Opinion

  • Tribune libre

Il s’appelait Chairman

Lundi 27 Septembre 2021 - 19:09

Abonnez-vous

  • Augmenter
  • Normal

Current Size: 100%

Version imprimableEnvoyer par courriel


De « Marja » sa toute première œuvre musicale en 1988 à « A qui la faute » sa toute dernière en 2018, Chairman laisse transparaître qu’il a adopté la musique par goût ludique. Faisant passer la danse avant la chanson, il a été pendant plusieurs années une bête insaisissable du spectacle. Autant dire qu’il est incontestablement le premier artiste à créer des figures rythmiques modernes, à partir d’une danse traditionnelle dénommée « Engondza », organisée lors des cérémonies funéraires dans des contrées Mbochis des Plateaux et de la Cuvette.
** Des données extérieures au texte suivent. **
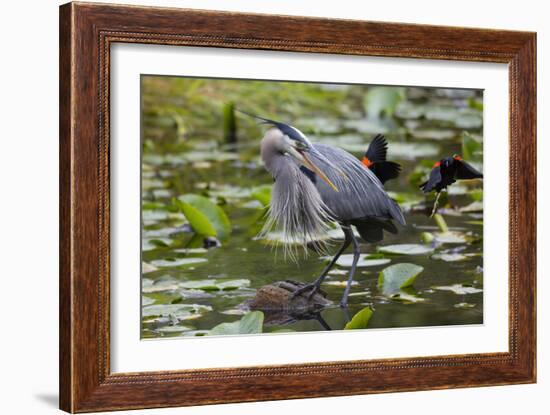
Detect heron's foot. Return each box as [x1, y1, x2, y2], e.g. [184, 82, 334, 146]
[290, 282, 321, 301]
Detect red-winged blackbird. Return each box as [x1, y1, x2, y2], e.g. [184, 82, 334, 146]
[361, 134, 401, 184]
[420, 154, 483, 193]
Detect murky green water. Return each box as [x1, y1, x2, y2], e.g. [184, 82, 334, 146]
[142, 77, 483, 338]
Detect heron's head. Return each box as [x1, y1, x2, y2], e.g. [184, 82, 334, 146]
[262, 123, 339, 192]
[240, 111, 341, 192]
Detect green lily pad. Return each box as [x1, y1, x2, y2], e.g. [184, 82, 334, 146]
[141, 279, 179, 293]
[180, 279, 250, 291]
[411, 128, 457, 141]
[378, 244, 434, 255]
[459, 201, 483, 213]
[388, 141, 440, 160]
[141, 209, 169, 225]
[432, 253, 472, 262]
[141, 262, 158, 274]
[141, 295, 155, 306]
[175, 194, 231, 239]
[378, 263, 424, 296]
[462, 132, 483, 162]
[364, 86, 405, 118]
[151, 258, 208, 268]
[321, 254, 391, 268]
[344, 307, 373, 330]
[155, 325, 194, 333]
[453, 303, 476, 309]
[391, 290, 426, 304]
[433, 284, 483, 295]
[208, 311, 264, 336]
[141, 304, 212, 320]
[141, 238, 174, 251]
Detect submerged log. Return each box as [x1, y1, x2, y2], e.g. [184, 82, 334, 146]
[248, 280, 333, 312]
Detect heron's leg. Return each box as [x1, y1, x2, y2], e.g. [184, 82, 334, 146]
[292, 231, 353, 299]
[340, 228, 361, 307]
[430, 192, 441, 218]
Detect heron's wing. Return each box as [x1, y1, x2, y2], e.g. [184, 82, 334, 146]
[310, 144, 405, 225]
[420, 166, 442, 193]
[365, 134, 388, 163]
[455, 160, 483, 180]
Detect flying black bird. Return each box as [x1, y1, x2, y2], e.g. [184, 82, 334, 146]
[420, 154, 483, 193]
[241, 111, 405, 306]
[419, 154, 483, 216]
[361, 134, 401, 184]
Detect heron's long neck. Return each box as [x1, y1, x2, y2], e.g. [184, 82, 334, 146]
[261, 135, 288, 178]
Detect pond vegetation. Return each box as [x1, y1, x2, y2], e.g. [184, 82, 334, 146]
[141, 76, 483, 338]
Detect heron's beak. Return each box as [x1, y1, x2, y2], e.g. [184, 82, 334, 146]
[289, 147, 339, 192]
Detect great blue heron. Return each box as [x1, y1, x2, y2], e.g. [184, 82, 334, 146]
[241, 111, 405, 307]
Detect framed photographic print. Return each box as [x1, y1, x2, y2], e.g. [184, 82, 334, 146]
[60, 3, 536, 412]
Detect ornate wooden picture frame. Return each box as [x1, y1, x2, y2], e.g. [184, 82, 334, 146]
[60, 3, 536, 412]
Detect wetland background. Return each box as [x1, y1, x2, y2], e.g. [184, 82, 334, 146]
[141, 75, 483, 338]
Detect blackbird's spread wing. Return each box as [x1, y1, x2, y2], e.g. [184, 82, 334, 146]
[365, 134, 388, 163]
[455, 159, 483, 180]
[363, 134, 401, 184]
[420, 166, 442, 193]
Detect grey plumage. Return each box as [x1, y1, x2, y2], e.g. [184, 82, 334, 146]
[311, 144, 405, 225]
[247, 114, 405, 306]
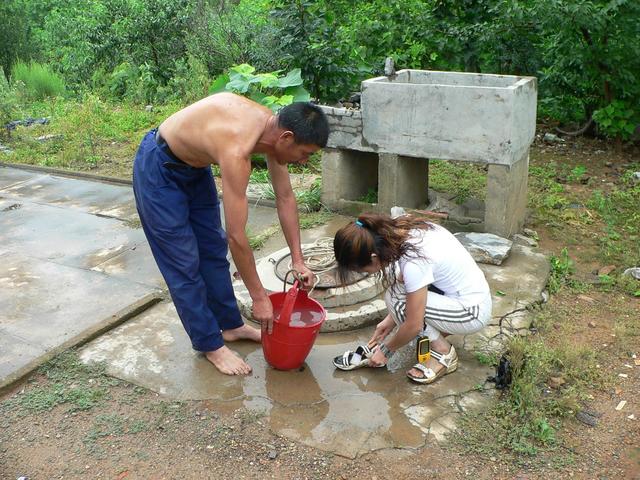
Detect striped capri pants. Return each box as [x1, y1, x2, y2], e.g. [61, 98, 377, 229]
[385, 283, 491, 340]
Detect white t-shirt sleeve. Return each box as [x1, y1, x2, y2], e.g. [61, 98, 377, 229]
[400, 259, 434, 293]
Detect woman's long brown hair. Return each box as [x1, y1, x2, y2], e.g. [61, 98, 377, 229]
[333, 213, 432, 288]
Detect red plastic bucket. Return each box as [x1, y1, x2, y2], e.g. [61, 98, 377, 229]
[262, 281, 327, 370]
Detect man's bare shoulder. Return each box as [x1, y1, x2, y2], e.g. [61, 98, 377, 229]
[160, 92, 273, 165]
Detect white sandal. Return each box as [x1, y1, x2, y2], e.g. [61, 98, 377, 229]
[333, 345, 384, 370]
[407, 345, 458, 384]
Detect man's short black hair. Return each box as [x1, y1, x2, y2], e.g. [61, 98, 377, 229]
[278, 102, 329, 148]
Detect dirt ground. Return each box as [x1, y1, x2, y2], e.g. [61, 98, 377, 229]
[0, 133, 640, 480]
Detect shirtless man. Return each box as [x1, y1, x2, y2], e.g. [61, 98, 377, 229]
[133, 93, 329, 375]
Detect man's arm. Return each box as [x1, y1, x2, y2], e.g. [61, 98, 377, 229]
[220, 158, 273, 330]
[267, 158, 314, 287]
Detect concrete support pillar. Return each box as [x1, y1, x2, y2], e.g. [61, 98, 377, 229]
[378, 153, 429, 213]
[322, 148, 378, 209]
[484, 150, 529, 238]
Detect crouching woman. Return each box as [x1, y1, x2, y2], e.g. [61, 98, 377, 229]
[333, 214, 491, 383]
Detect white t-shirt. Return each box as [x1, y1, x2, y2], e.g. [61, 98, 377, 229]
[396, 223, 490, 304]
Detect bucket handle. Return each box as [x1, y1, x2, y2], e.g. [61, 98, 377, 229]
[282, 269, 320, 297]
[278, 280, 299, 327]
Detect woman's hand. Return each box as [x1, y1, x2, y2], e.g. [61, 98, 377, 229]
[369, 344, 388, 367]
[369, 315, 395, 346]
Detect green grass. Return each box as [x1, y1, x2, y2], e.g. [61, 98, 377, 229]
[451, 336, 603, 463]
[3, 94, 179, 172]
[249, 168, 271, 183]
[11, 62, 65, 100]
[357, 188, 378, 203]
[3, 350, 119, 415]
[429, 160, 487, 204]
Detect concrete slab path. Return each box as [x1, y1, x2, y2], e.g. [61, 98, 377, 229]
[0, 167, 549, 458]
[0, 166, 277, 388]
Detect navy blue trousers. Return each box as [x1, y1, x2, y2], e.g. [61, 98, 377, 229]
[133, 130, 244, 352]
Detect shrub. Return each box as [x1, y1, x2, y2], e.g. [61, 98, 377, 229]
[11, 62, 65, 100]
[0, 67, 18, 133]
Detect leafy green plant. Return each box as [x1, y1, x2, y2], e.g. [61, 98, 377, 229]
[296, 178, 322, 212]
[358, 188, 378, 203]
[452, 336, 602, 458]
[0, 67, 19, 135]
[209, 63, 310, 112]
[11, 62, 65, 100]
[547, 247, 575, 293]
[1, 351, 118, 414]
[593, 100, 640, 140]
[567, 165, 587, 183]
[249, 168, 270, 183]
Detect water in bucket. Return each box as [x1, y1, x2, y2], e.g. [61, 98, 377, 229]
[262, 281, 327, 370]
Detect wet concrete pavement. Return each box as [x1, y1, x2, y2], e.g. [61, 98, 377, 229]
[0, 168, 549, 458]
[0, 166, 277, 388]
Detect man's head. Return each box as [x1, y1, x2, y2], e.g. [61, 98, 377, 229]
[276, 102, 329, 163]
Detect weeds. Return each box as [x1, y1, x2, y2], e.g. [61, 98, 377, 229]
[358, 188, 378, 203]
[425, 160, 487, 204]
[547, 247, 575, 294]
[11, 62, 65, 100]
[452, 337, 600, 461]
[1, 350, 114, 415]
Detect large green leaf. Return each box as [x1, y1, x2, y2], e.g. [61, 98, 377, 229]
[209, 73, 229, 95]
[229, 63, 256, 75]
[278, 68, 302, 88]
[284, 85, 311, 102]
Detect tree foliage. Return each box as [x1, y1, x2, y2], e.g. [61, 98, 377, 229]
[0, 0, 640, 138]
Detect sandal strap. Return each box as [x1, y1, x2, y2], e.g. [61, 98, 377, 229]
[413, 363, 436, 378]
[429, 345, 455, 368]
[353, 345, 373, 358]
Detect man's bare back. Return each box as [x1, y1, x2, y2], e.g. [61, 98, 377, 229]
[159, 93, 274, 167]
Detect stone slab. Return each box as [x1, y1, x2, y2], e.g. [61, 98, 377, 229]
[0, 168, 138, 221]
[80, 302, 491, 458]
[0, 195, 145, 268]
[0, 166, 44, 190]
[0, 253, 157, 388]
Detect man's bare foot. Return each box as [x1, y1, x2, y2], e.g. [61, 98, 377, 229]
[222, 325, 260, 342]
[205, 345, 251, 375]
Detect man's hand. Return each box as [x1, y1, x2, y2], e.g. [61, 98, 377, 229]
[369, 348, 388, 367]
[293, 263, 316, 290]
[251, 296, 273, 334]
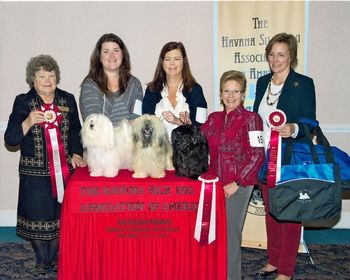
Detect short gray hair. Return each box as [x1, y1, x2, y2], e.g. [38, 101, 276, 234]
[26, 54, 61, 88]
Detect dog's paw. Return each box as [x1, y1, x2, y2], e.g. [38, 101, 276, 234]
[90, 170, 103, 177]
[132, 172, 148, 178]
[103, 170, 119, 178]
[150, 172, 165, 179]
[166, 165, 175, 171]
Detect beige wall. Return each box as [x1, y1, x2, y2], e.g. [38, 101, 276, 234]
[0, 1, 350, 228]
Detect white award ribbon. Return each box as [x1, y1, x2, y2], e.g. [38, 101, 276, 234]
[133, 99, 142, 116]
[194, 177, 219, 244]
[196, 107, 208, 123]
[48, 128, 64, 203]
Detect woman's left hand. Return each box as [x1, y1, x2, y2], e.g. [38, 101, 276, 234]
[180, 111, 192, 124]
[274, 123, 295, 138]
[72, 154, 86, 169]
[224, 182, 239, 198]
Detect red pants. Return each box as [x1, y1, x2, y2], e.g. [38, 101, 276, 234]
[262, 185, 301, 276]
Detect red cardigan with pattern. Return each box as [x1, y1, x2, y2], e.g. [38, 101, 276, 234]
[201, 105, 265, 186]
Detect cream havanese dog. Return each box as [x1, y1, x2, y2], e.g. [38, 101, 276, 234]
[132, 114, 174, 178]
[81, 114, 133, 177]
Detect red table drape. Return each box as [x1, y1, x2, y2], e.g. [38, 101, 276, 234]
[58, 168, 227, 280]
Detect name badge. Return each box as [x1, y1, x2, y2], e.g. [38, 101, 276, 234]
[57, 106, 69, 113]
[248, 130, 264, 148]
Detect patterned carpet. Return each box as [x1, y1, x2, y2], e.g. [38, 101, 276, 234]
[0, 243, 350, 280]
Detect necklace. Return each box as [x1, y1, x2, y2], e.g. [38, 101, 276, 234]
[266, 80, 282, 106]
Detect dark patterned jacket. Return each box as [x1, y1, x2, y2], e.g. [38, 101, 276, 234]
[4, 88, 83, 176]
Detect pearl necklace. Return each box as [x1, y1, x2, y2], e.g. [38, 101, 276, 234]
[266, 79, 283, 106]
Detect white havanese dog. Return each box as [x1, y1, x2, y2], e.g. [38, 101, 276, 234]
[81, 114, 133, 177]
[132, 114, 174, 178]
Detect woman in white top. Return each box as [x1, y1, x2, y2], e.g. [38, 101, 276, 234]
[142, 42, 207, 138]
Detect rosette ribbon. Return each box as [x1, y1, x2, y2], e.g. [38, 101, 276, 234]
[39, 104, 70, 203]
[194, 175, 219, 245]
[267, 109, 287, 187]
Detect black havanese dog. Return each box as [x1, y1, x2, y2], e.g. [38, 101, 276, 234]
[171, 125, 209, 179]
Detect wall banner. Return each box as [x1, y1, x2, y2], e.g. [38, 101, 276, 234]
[215, 1, 305, 110]
[214, 1, 307, 252]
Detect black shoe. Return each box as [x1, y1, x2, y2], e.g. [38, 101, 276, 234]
[50, 261, 58, 272]
[258, 268, 277, 278]
[33, 264, 47, 276]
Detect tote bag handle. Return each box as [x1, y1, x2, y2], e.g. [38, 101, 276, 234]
[282, 123, 334, 165]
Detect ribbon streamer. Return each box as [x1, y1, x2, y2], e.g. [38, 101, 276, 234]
[267, 109, 287, 187]
[194, 176, 219, 245]
[40, 104, 70, 203]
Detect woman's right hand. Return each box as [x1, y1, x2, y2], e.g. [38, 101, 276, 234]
[25, 111, 45, 126]
[162, 111, 182, 125]
[22, 111, 45, 135]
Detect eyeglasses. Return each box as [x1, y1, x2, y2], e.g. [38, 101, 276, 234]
[222, 89, 243, 96]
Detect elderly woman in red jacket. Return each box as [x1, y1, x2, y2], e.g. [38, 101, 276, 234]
[201, 70, 265, 280]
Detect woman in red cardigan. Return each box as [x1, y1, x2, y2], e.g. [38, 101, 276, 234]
[201, 70, 265, 280]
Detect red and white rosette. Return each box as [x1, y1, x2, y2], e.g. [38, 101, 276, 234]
[39, 104, 70, 203]
[267, 109, 287, 187]
[194, 174, 219, 245]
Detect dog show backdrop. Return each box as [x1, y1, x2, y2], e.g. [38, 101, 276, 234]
[58, 167, 227, 280]
[214, 1, 308, 252]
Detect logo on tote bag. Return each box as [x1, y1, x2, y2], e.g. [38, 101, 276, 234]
[298, 190, 311, 203]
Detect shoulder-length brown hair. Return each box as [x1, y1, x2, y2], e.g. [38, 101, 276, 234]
[83, 33, 131, 94]
[265, 33, 298, 69]
[148, 42, 196, 92]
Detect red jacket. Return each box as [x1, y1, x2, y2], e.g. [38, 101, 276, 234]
[201, 105, 265, 186]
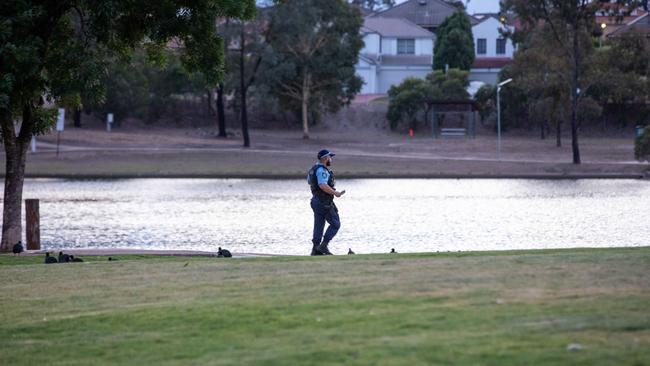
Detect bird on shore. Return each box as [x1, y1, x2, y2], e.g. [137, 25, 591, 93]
[59, 252, 70, 263]
[12, 240, 25, 255]
[70, 254, 84, 263]
[45, 252, 58, 264]
[217, 247, 232, 258]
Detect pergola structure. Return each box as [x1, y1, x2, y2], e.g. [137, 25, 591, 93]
[429, 100, 478, 138]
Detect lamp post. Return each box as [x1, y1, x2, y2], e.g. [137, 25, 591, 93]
[497, 79, 512, 160]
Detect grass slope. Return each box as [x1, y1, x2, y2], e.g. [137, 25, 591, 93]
[0, 248, 650, 365]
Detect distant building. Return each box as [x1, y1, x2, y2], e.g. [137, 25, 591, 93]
[356, 17, 436, 94]
[356, 0, 514, 94]
[470, 14, 515, 84]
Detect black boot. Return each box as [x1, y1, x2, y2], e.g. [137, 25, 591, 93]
[311, 240, 322, 255]
[316, 239, 332, 255]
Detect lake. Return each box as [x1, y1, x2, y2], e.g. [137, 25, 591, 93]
[6, 179, 650, 254]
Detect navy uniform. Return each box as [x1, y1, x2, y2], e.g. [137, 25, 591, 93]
[307, 150, 341, 255]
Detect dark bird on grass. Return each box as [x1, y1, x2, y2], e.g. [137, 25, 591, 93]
[45, 252, 58, 264]
[13, 241, 25, 255]
[217, 247, 232, 258]
[59, 252, 70, 263]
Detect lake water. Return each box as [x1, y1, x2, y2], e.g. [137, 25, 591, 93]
[6, 179, 650, 254]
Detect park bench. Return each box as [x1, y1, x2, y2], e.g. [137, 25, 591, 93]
[440, 128, 467, 137]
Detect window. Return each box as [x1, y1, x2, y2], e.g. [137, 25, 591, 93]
[497, 38, 506, 55]
[397, 39, 415, 55]
[476, 38, 487, 55]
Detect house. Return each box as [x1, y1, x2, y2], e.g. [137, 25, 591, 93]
[607, 13, 650, 41]
[371, 0, 478, 33]
[356, 0, 514, 94]
[469, 14, 515, 85]
[356, 17, 436, 94]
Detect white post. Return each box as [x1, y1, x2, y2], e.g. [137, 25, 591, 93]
[56, 108, 65, 157]
[497, 79, 512, 160]
[106, 113, 113, 132]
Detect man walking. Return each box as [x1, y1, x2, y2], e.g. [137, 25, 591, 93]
[307, 150, 345, 255]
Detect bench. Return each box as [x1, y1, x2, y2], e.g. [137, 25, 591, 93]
[440, 128, 467, 137]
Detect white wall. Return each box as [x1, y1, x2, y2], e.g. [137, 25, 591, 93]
[381, 37, 433, 55]
[376, 66, 431, 93]
[472, 17, 514, 57]
[361, 33, 380, 55]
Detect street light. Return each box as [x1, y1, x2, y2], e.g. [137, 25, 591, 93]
[497, 79, 512, 160]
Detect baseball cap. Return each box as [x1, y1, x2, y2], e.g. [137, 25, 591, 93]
[318, 150, 336, 160]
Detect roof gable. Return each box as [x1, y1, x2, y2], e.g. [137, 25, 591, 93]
[362, 17, 435, 38]
[371, 0, 478, 28]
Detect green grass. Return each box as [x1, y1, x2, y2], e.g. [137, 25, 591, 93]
[0, 248, 650, 365]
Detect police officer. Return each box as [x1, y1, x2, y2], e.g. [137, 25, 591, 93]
[307, 150, 345, 255]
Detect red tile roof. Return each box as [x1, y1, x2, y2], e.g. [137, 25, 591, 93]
[472, 57, 512, 69]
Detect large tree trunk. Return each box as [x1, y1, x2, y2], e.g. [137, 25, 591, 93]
[217, 83, 227, 137]
[301, 73, 311, 139]
[0, 106, 32, 252]
[73, 108, 81, 128]
[571, 27, 580, 164]
[239, 24, 251, 147]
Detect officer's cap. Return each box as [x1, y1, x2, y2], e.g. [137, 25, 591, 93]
[318, 150, 336, 160]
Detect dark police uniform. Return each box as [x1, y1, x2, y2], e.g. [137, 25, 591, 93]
[307, 163, 341, 255]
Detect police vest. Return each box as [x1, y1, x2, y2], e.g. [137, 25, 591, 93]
[309, 164, 336, 204]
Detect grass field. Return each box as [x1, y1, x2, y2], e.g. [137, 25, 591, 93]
[0, 248, 650, 365]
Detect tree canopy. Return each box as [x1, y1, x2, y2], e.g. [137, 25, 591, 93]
[0, 0, 256, 250]
[264, 0, 363, 138]
[433, 11, 475, 70]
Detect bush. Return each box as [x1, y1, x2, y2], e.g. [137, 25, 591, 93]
[634, 126, 650, 160]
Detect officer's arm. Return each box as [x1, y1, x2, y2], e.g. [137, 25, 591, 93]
[318, 183, 341, 197]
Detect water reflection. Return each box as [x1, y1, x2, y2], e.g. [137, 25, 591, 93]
[6, 179, 650, 254]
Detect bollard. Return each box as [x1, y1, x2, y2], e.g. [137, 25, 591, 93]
[25, 199, 41, 250]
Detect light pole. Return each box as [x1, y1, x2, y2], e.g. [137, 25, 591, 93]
[497, 79, 512, 160]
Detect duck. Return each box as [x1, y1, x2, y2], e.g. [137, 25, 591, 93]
[70, 254, 84, 262]
[59, 252, 70, 263]
[45, 252, 58, 264]
[12, 240, 25, 255]
[217, 247, 232, 258]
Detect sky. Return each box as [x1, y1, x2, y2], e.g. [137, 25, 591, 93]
[467, 0, 499, 14]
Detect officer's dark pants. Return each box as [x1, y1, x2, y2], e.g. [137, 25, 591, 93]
[311, 197, 341, 243]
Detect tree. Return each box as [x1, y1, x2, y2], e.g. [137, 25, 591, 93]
[220, 12, 268, 147]
[502, 0, 638, 164]
[433, 11, 475, 70]
[0, 0, 255, 251]
[265, 0, 363, 139]
[387, 69, 469, 129]
[386, 77, 431, 130]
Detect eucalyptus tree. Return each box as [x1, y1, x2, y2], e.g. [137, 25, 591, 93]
[433, 10, 475, 70]
[0, 0, 255, 251]
[264, 0, 363, 139]
[501, 0, 647, 164]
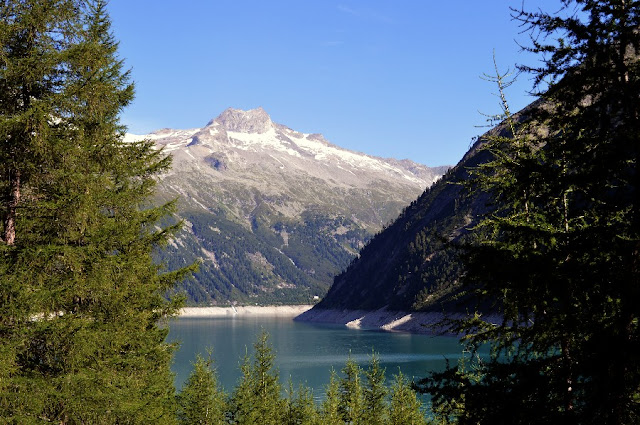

Exhibée exclusivement par la gent féminine, à ses origines, « Engondza » se base essentiellement sur le mouvement du corps, de la tête, des bras et le trépignement. Ainsi, pour magnifier cette danse, l’artiste a associé, aux mouvements initiaux, le jeu des pieds et le karaté dont il vouait une grande passion, avant de la personnifier dans la chanson « Engondza mwassi ya Kilo ».
 
Cependant, si Chairman a été un habile danseur d’« Engondza » ou de « Pè Bouanga », il avait la faiblesse de ne pas impressionner  les mélomanes par le chant. Ce qui lui avait valu quelques quolibets de la part de la plupart des musiciens qui pour certains ont fini par adopter son style. L’ayant tôt compris, il a compensé cette faiblesse par la virtuosité de Bongol ou Tsana, deux ténors qui ont introduit les pérégrinations mélodieuses de la chanson traditionnelle dans la musique moderne congolaise. Le titre « M-J alembi » « M-J a disparu », aura été la plus brillante expression de ce concept et la chanson a fait la célébrité de l’artiste.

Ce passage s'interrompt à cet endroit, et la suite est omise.